Lets, start with floor(image.rows/2). First of image.rows is an integer type so the division by 2 will always truncate towards zero, as the size is always positive this is exactly the same behavior as removing the call to floor.

What you are actually doing is:

1. dividing by two (automatic floor here)
2. convert to float
3. call floor
4. convert newY to float
5. compare newY to result of 3.

If you just remove the floor the result will be exactly the same but the steps will reduce to:

1. divide by two (automatic floor here)
2. compare newY to result of 1.

Now after much head scratching I have managed to decipher that you limit the search to a diamond (rhomb) shape with the apex and nadir at the start and end points. The rhomb has two lines making a hat shape at the top, which the point must be below to be inside and then two lines making v shape at the bottom which the point must be above to be inside.

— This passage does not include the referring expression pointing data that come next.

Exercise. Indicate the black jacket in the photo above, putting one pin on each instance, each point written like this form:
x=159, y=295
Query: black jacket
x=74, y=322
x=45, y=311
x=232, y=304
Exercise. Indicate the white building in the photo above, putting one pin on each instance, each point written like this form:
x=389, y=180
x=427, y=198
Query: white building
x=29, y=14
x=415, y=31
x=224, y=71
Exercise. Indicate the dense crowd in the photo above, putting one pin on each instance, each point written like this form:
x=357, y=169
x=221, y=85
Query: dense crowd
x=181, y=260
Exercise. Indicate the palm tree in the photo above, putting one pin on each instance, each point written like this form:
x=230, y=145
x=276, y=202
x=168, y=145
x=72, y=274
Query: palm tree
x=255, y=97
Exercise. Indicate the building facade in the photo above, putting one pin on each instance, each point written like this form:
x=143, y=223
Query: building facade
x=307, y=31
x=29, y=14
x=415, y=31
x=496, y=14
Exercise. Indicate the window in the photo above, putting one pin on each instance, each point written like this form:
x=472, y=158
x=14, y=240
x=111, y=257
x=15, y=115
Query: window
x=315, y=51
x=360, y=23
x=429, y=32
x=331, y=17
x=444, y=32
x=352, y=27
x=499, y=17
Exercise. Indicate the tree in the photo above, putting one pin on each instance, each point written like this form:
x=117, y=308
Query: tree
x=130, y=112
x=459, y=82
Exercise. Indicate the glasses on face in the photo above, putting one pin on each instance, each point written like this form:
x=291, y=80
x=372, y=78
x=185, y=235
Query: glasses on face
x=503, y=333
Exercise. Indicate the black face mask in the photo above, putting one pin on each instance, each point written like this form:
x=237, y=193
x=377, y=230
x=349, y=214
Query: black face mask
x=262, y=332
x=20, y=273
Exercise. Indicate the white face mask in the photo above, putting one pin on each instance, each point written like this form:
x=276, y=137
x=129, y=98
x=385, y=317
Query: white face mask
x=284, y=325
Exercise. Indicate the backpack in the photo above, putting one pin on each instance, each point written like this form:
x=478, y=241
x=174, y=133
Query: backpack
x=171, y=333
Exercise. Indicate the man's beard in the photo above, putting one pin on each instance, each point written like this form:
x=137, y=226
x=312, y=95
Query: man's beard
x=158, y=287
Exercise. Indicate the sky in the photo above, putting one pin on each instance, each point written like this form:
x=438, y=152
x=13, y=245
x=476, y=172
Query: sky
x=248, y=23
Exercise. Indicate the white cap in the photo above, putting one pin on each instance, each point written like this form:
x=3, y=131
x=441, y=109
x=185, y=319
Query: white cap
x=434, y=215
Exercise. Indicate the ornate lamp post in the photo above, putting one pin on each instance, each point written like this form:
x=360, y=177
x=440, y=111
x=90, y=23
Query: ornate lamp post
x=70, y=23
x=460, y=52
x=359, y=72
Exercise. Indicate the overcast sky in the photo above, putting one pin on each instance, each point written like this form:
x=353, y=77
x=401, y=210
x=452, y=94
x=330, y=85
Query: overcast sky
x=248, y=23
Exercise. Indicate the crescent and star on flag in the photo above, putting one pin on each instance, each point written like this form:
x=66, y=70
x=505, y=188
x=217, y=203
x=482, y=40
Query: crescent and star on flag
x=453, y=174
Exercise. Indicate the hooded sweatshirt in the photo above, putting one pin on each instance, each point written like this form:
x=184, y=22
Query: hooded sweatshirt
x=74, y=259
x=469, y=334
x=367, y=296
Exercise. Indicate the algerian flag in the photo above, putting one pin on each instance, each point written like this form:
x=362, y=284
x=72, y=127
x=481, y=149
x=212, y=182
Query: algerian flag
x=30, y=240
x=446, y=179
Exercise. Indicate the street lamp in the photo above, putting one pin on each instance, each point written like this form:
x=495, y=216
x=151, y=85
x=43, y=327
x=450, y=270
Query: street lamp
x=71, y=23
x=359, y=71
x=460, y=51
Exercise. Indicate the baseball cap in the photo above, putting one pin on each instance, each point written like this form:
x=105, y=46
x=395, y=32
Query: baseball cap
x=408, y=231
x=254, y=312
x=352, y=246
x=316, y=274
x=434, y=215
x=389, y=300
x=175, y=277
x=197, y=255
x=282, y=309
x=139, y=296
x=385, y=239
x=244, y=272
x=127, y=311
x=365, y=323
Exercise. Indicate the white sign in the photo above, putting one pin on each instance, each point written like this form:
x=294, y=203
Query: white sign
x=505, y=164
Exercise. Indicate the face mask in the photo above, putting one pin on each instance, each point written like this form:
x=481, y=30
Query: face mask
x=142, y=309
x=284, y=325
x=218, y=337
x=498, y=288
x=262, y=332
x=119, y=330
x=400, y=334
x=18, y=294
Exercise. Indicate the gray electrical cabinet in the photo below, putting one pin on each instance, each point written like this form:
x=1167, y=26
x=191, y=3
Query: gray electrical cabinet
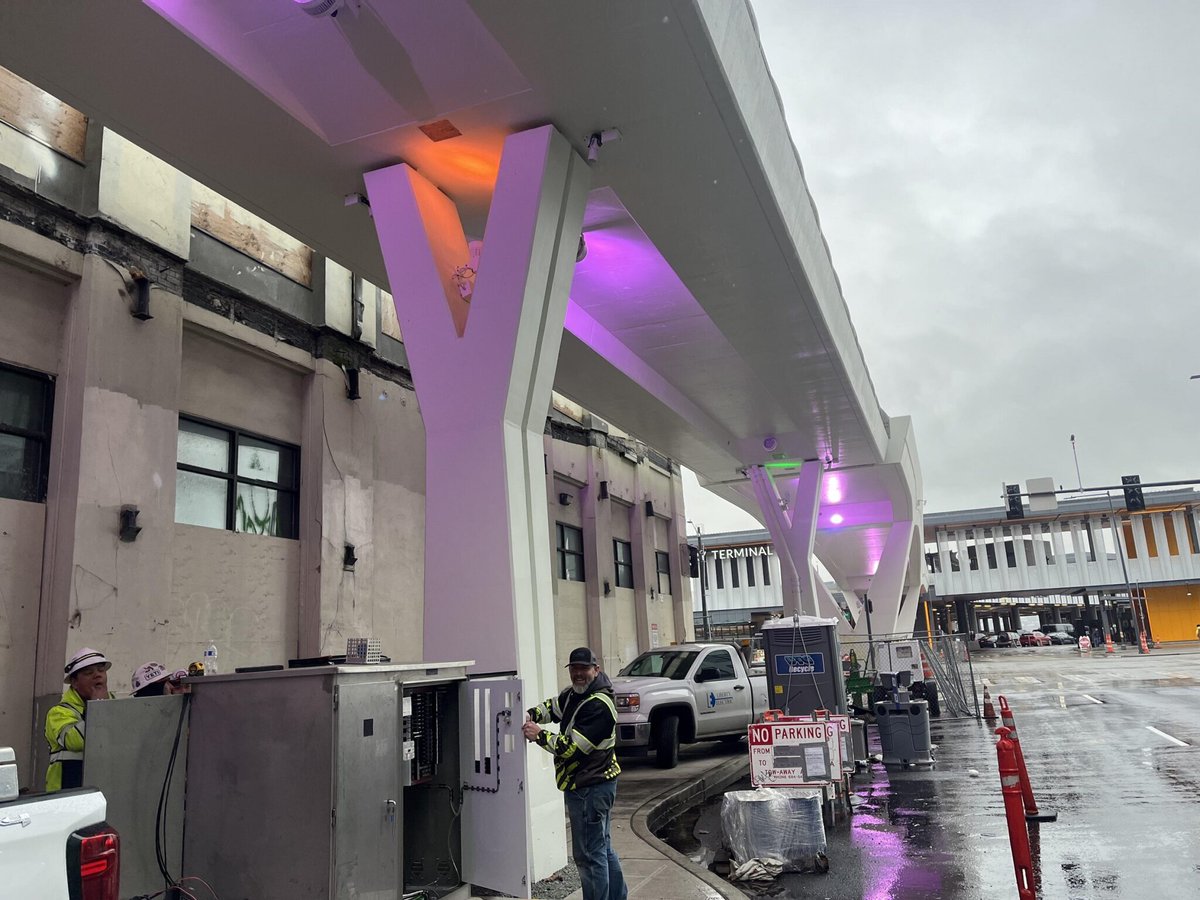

The code can then be expressed in a much more readable form as:

const bool insideULEdge = (source.x - newX) >= -newY;
const bool insideUREdge = (source.x - newX) <=  newY;
const bool insideLLEdge = (goal.x - newX) >= image.rows - newY - 1;
const bool insideLREdge = (goal.x - newX) <= image.rows - newY - 1;
const bool insideDiamond = insideULEdge && insideUREdge && insideLLEdge && insideLREdge;
if(insideDiamond && rect.contains(Point(newX, newY)){

(note that goal.x == source.x so the above would simplify further.)

This should be extracted into a function called bool isInsideSearchSpace(const Point& start, const Point& end, const Mat& image).

Performance

You have implemented the Dijkstra's method wrong. You are visiting nodes more frequently than you have to. Please read the algorithm here: Dijkstra's algorithm.

You need to keep track of visited nodes separately from the distance to each node.